I woke up, not remembering how or when or why i was even there and looked over to find Steph spooning with an adult black man.
Don't worry. I just took 2 benadryls and beat off. I'm practically sleep texting
Someone just uploaded pictures on facebook of you making out with random girls. I'm telling you because I'm assuming you don't remember anything, but the 236 pictures in the album should give you a good clue.
I'm in the liquor aisle and a 10 yr old boy yells, "My favorite beer is Corona! Daddy remember when you gave me some on our camping trip?"
They reenacted the scene from the lion king where mufasa talked to simba from the clouds. As high as they were they got it word for word. There has to be an award for that.

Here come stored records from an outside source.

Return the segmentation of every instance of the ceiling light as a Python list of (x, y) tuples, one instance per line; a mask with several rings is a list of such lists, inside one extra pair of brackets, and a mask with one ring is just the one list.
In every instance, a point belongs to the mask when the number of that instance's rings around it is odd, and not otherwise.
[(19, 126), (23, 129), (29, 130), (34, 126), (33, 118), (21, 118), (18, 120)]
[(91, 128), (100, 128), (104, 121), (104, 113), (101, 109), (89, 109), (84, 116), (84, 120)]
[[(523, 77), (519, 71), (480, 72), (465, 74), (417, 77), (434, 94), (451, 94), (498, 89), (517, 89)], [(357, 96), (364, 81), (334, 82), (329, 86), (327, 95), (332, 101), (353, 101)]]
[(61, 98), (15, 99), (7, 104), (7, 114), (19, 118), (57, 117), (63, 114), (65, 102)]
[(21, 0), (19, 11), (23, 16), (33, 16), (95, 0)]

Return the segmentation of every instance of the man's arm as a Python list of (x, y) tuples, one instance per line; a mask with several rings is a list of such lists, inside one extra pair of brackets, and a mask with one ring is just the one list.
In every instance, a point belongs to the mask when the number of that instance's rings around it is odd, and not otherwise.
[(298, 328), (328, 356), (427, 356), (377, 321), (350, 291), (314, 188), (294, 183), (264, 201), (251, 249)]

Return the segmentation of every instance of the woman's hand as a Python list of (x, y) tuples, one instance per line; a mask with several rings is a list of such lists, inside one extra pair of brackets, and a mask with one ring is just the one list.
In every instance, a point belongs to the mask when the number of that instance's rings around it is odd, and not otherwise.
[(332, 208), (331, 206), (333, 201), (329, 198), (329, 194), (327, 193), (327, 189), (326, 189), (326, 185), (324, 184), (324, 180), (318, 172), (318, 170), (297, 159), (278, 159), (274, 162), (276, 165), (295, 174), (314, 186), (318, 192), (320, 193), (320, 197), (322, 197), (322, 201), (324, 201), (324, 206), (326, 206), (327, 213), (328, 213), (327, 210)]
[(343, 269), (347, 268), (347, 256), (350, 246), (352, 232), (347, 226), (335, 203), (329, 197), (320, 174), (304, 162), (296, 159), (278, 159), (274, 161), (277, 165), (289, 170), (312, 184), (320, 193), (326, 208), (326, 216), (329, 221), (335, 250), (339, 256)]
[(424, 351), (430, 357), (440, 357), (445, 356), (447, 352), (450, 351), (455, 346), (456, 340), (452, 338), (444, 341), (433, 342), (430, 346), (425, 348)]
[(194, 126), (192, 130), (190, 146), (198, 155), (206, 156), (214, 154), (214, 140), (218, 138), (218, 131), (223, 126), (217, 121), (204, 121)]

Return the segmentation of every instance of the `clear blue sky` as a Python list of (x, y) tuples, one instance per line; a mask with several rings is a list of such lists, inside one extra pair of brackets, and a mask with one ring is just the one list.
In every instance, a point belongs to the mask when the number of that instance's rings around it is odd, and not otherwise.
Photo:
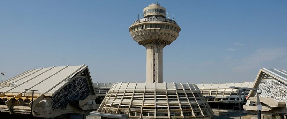
[[(156, 1), (0, 1), (0, 72), (84, 64), (95, 82), (144, 82), (146, 50), (128, 29)], [(181, 29), (164, 49), (164, 81), (254, 81), (263, 67), (287, 70), (287, 1), (158, 2)]]

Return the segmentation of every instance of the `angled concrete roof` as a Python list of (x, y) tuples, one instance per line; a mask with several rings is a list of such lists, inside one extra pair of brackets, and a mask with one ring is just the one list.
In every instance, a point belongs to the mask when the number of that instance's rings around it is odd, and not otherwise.
[[(252, 88), (262, 91), (260, 95), (263, 105), (262, 114), (287, 114), (287, 72), (286, 70), (263, 68), (260, 69)], [(253, 106), (257, 99), (256, 92), (251, 91), (243, 108), (255, 111), (257, 107)]]
[(32, 89), (41, 90), (35, 92), (53, 94), (87, 67), (67, 65), (30, 70), (0, 83), (0, 92), (20, 93)]
[[(32, 95), (26, 89), (41, 90)], [(96, 98), (84, 64), (30, 70), (0, 83), (0, 112), (11, 114), (29, 114), (31, 110), (34, 116), (45, 118), (87, 113), (98, 107)]]

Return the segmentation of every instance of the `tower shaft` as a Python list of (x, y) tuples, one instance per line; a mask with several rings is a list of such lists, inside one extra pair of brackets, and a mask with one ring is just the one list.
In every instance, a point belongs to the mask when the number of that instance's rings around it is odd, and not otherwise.
[(162, 82), (162, 49), (164, 45), (150, 44), (146, 48), (146, 82)]

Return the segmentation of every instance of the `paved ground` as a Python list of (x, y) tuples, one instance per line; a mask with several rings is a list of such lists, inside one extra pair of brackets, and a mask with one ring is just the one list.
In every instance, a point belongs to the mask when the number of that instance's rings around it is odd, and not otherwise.
[(87, 119), (100, 119), (100, 116), (96, 116), (94, 114), (90, 114), (87, 116)]

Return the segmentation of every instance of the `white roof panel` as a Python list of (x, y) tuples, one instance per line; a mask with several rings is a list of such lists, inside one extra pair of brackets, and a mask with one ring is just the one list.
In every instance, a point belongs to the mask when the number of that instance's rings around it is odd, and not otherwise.
[(41, 89), (41, 91), (37, 91), (39, 93), (45, 93), (51, 90), (47, 93), (53, 93), (68, 82), (65, 81), (66, 79), (71, 78), (87, 67), (86, 65), (83, 65), (36, 69), (4, 82), (5, 84), (17, 85), (13, 86), (0, 87), (0, 92), (20, 93), (25, 91), (25, 89), (31, 88)]

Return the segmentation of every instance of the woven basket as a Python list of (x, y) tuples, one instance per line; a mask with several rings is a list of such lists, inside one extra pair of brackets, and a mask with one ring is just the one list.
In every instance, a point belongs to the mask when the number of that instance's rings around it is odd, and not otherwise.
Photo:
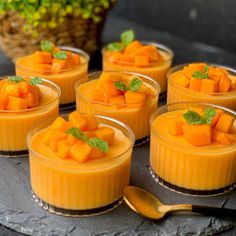
[(93, 54), (100, 44), (101, 32), (105, 22), (105, 14), (99, 23), (84, 20), (80, 17), (68, 16), (54, 29), (40, 29), (37, 38), (23, 31), (24, 20), (15, 12), (0, 16), (0, 48), (13, 61), (39, 48), (42, 39), (56, 45), (77, 47)]

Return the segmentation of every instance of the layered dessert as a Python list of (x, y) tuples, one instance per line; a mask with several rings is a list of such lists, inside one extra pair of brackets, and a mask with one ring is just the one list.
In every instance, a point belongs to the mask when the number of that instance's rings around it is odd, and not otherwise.
[(168, 73), (167, 103), (207, 102), (236, 110), (236, 71), (223, 66), (192, 63)]
[(163, 106), (151, 119), (152, 174), (189, 194), (216, 194), (236, 183), (236, 113), (215, 105)]
[(60, 108), (75, 104), (74, 86), (87, 80), (89, 56), (82, 50), (70, 47), (56, 47), (49, 41), (42, 41), (39, 51), (21, 57), (16, 61), (16, 74), (41, 76), (61, 89)]
[(77, 110), (112, 117), (127, 124), (140, 143), (149, 137), (149, 116), (157, 109), (159, 85), (129, 72), (98, 72), (76, 88)]
[(114, 207), (129, 184), (133, 142), (123, 123), (77, 111), (39, 126), (28, 137), (36, 200), (74, 216)]
[(135, 40), (134, 32), (121, 34), (121, 41), (108, 44), (102, 50), (104, 71), (130, 71), (147, 75), (156, 80), (161, 93), (166, 92), (167, 78), (173, 52), (154, 42)]
[(0, 80), (0, 155), (27, 154), (26, 136), (59, 110), (60, 88), (38, 77)]

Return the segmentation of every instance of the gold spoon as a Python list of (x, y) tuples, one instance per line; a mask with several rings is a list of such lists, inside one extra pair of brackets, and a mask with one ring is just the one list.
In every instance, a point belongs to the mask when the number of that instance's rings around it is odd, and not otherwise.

I just laid my head on this pillow and I smelt your penis. It was comforting.
i know it happened because it happened right beside me, and at one point on top of me.
As if right now I am a humanitarian. Full story to come in the morning. It involves sex.
How is it that I, the only one that didn't drink last night, was the only one puking out the car window?
I just called my boyfriend "Dad"... Awkward
Soooo you know how I said I was trying to be a rational adult? Well that led to me fucking a rational adult today.
i have too much dick at my disposal? i should make them fight. best dick pic gets laid
My vagina just clenched in fear
I'm in the fetal position trying to figure out a way to get someone to deliver me pancakes.
Every time I look at him 'Relax' by Frankie Goes to Hollywood plays in my head. Is that weird?